Pétole
Pétole
Difficile de résister à la mode. Vous trouverez plus facilement ce mot dans la presse spécialisée sur la Voile que dans
La coquetterie des métiers à s’inventer des mots bien à eux, obscurs pour des non initiés, n’a pas de bornes. Pour une fois ils sont tombés juste : pétole est un nom féminin aussi expressif qu’il sonne joliment. Imaginons un peu les coureurs solitaires perdus dans le grand Sud depuis des heures ou même des jours sur une mer plate comme une planche. Ils s’ennuient et comme ils s’ennuient ils se parlent. « Je suis tombé dans la pétole », «vire de bord tu vas droit dans la pétole », « encore quinze milles et on sort de la pétole »…..Ils auraient pu dire la mouise ou pire ce à quoi vous pensez, mais non ! Ils ont choisi la pétole. Distingués ces marins. Et puis c’est un truc qu’on peut dire à la radio pour épater la galerie et faire pro auprès du sponsor qui regrette d’avoir mis son budget dans un rafiot aussi coûteux qu’immobile.

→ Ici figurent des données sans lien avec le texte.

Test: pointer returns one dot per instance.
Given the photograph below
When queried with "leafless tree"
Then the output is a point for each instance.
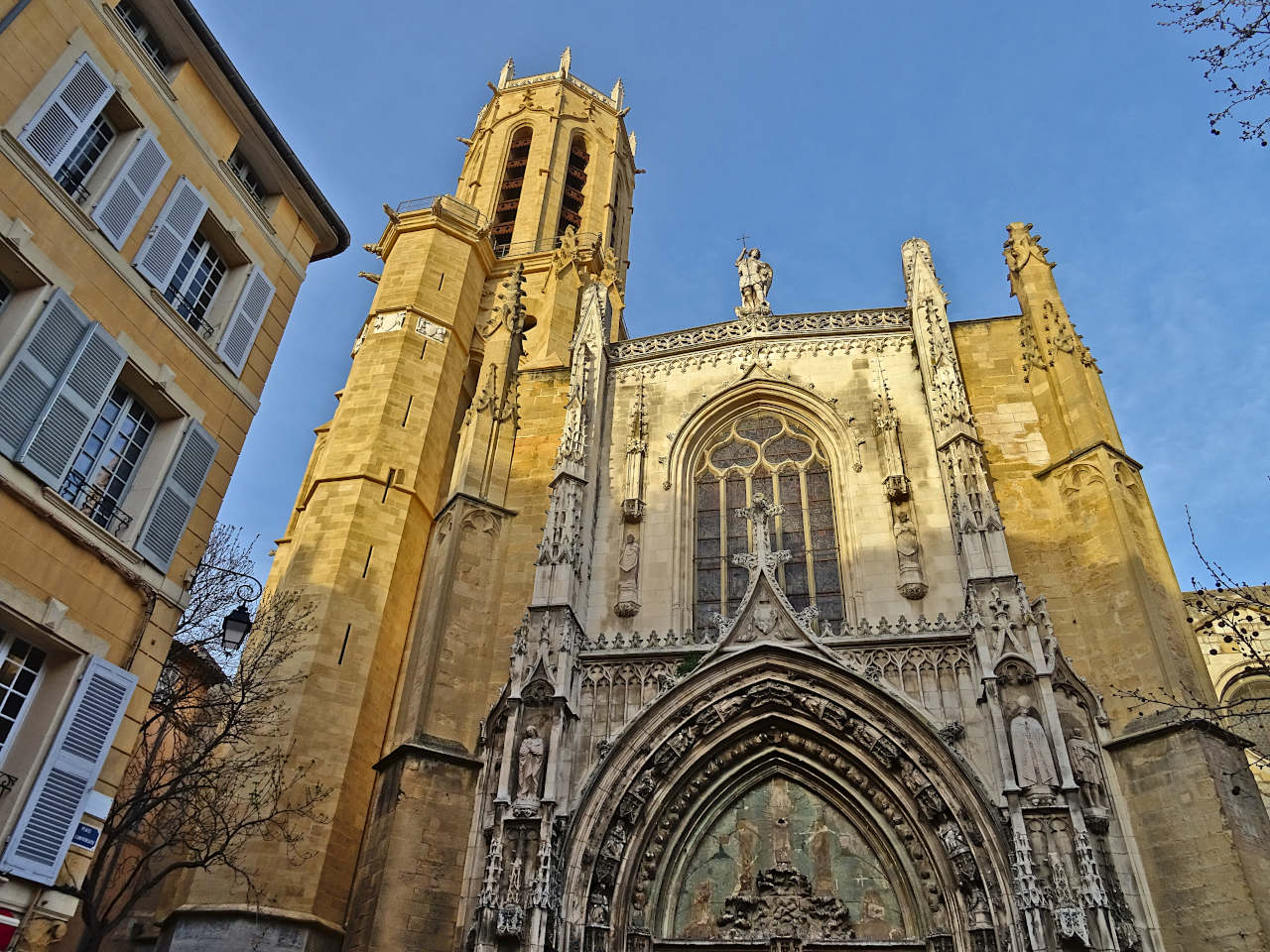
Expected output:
(211, 770)
(1236, 615)
(1238, 59)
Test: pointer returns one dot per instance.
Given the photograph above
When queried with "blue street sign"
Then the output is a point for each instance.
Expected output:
(85, 837)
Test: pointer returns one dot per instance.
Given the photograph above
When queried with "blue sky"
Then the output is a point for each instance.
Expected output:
(829, 132)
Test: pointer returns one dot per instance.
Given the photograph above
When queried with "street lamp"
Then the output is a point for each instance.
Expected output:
(238, 624)
(235, 629)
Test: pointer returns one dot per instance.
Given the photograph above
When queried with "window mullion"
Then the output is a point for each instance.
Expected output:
(808, 555)
(779, 543)
(722, 546)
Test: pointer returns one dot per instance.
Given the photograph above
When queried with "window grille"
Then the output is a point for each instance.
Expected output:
(84, 157)
(765, 452)
(194, 284)
(19, 671)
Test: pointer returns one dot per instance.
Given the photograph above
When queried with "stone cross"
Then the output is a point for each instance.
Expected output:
(761, 556)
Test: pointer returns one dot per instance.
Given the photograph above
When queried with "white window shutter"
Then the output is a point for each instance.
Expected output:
(168, 517)
(51, 447)
(56, 802)
(127, 195)
(171, 235)
(55, 388)
(62, 121)
(246, 320)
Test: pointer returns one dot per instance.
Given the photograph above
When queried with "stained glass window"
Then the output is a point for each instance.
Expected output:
(770, 453)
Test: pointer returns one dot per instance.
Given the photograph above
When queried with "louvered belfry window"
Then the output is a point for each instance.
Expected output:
(509, 189)
(765, 452)
(574, 181)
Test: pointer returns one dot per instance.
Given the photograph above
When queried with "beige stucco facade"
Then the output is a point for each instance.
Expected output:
(91, 571)
(784, 630)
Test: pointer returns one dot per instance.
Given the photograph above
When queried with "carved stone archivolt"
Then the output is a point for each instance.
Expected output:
(857, 761)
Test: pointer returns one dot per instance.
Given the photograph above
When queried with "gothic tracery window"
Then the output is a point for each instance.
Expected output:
(770, 453)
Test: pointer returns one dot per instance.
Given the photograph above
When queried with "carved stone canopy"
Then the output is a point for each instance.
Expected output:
(770, 714)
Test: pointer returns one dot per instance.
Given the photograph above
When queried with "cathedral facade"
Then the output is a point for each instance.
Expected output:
(786, 631)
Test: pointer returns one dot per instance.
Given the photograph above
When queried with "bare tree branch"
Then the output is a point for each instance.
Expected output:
(211, 770)
(1238, 59)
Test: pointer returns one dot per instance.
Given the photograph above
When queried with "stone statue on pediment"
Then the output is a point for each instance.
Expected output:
(756, 281)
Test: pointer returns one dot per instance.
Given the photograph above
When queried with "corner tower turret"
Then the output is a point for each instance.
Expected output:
(552, 153)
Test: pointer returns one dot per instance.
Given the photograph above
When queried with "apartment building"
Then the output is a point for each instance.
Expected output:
(155, 229)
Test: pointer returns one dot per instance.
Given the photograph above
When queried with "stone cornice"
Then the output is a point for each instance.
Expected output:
(1078, 453)
(431, 749)
(1151, 729)
(774, 326)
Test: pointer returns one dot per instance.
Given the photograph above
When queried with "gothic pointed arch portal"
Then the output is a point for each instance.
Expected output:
(780, 793)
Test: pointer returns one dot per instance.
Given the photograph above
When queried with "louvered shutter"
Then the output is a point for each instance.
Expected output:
(56, 802)
(169, 238)
(51, 447)
(59, 125)
(130, 191)
(39, 368)
(246, 320)
(55, 389)
(168, 517)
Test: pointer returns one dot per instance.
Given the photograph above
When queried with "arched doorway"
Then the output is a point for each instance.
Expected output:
(779, 794)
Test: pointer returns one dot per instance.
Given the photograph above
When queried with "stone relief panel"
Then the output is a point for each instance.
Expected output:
(781, 860)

Car la pétole même si elle vous a fâché le sponsor on finit toujours par en sortir. Pas comme ce pauvre ministre Brice qui rame contre les flocons qui ont une fâcheuse tendance à stagner sur l’Ile de France alors même que l’hiver n’est pas commencé. On dirait que le ciel a obligé des milliers de gens à passer la nuit gelés dans leur voiture pendant que des groupes de préfets galonnés rendaient timidement des comptes de calme plat. La neige est comme la pétole, elle se pose et ne bouge plus en attendant un éventuel changement météo. On n’y peut rien. Le ministre l’a finalement compris et s’est pressé sur les ondes pour accuser….les météorologues.

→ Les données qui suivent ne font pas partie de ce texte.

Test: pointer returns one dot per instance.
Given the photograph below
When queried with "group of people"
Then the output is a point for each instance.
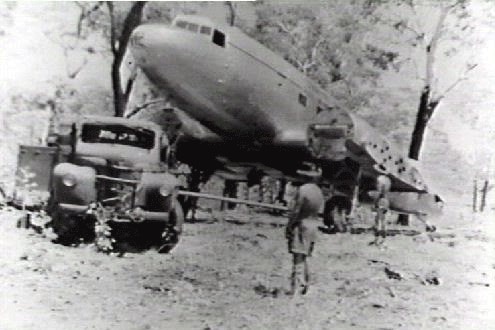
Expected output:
(302, 226)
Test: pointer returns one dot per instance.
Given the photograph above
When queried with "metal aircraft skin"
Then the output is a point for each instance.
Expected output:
(245, 107)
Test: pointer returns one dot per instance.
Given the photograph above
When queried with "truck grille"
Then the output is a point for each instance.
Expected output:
(116, 191)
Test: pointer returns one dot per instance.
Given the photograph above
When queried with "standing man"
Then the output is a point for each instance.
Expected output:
(381, 208)
(301, 233)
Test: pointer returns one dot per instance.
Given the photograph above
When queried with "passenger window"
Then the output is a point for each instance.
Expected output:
(193, 27)
(205, 30)
(219, 38)
(303, 99)
(181, 24)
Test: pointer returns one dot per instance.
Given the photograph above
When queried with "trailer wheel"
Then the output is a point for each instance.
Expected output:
(335, 212)
(70, 228)
(173, 230)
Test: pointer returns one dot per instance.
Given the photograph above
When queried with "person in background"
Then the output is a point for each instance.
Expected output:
(381, 207)
(301, 233)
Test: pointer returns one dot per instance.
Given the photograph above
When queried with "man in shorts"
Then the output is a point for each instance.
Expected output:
(301, 233)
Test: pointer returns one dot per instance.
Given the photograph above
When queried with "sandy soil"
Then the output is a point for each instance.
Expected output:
(233, 274)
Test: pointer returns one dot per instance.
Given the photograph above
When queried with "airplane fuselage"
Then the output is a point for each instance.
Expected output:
(258, 107)
(235, 87)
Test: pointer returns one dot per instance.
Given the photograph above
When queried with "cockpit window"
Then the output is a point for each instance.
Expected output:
(118, 134)
(193, 27)
(205, 30)
(219, 38)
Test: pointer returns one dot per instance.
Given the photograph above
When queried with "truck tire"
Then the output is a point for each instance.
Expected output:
(71, 229)
(335, 211)
(173, 230)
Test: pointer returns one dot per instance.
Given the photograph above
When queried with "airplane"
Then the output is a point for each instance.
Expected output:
(244, 111)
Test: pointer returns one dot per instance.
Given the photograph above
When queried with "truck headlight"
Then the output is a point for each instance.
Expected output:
(166, 190)
(69, 180)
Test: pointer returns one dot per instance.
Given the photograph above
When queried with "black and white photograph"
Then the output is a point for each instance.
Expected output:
(269, 164)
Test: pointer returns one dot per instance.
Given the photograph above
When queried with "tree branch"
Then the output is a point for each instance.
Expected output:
(113, 31)
(463, 77)
(432, 46)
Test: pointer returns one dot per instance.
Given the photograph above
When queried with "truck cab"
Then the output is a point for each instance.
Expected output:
(116, 167)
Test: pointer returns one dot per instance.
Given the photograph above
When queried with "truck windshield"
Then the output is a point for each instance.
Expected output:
(118, 134)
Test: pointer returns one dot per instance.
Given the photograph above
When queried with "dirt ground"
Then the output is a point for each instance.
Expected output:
(233, 274)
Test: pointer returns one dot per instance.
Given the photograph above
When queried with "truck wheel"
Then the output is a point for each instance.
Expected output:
(173, 230)
(335, 212)
(71, 229)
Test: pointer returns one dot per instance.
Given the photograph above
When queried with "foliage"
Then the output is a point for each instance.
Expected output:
(328, 43)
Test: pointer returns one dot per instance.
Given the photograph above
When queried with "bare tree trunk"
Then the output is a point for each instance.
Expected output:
(425, 110)
(119, 46)
(475, 196)
(484, 191)
(233, 13)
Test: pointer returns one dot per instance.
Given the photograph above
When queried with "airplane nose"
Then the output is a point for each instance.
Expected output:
(150, 42)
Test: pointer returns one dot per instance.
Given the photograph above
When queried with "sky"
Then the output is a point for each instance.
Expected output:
(30, 59)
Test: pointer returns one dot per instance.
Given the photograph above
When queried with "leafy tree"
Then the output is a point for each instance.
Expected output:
(327, 42)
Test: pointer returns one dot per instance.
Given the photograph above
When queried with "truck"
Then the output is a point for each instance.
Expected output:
(108, 167)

Voilà comment notre pétole prend des accents péjoratifs. Déjà elle est féminine et on peut s’imaginer les machos s’en donner à cœur joie avec les consonances. Je suggère au Goncourt 2010, qui a bâti son succès sur des récits à répétition de scènes sexuelles ineptes animées par des héros névrosés, de l’adopter. La pétole aurait sa place entre la pétasse et la vérole et renouvellerait le vocabulaire stéréotypé de notre auteur à succès. Pour varier je suggère aussi aux curieux d’associer le côté indéniablement tonitruant de la première syllabe de pétole avec pétard, ce qui conviendra tout autant au premier des policiers chargé d’organiser la chasse aux fumeurs illicites qu’à l’écrivain patenté dont les héros s’éclatent à coups de paradis artificiels. Nous aurions ainsi les deux revers d’une médaille moderne. Face le visage de l’ange blond de la morale éternelle, pile la face noire de la dépravation néanmoins reçue avec les fastes dus à la célébrité dans le palais officiel.
Quelle époque ! Le pétase à larges bords des tartarins remplace sans avantage la couronne de lauriers que les Romains et les Grecs tressaient aux vainqueurs des jeux. Au spectacle de certaines pétaudières on regrette parfois de ne pas disposer de la pétoire adéquate qui, sans penser à mal, ferait exploser l’outre trop gonflée des prétentions. Finalement ces marins sont pleins d’astuce pour jouer avec les mots, d’appeler par exemple une simple corde un bout et, par un stratagème, substituer la poétique pétole à un vulgaire calme plat. Seuls les initiés s’y retrouvent quand les mots deviennent le refuge des sages.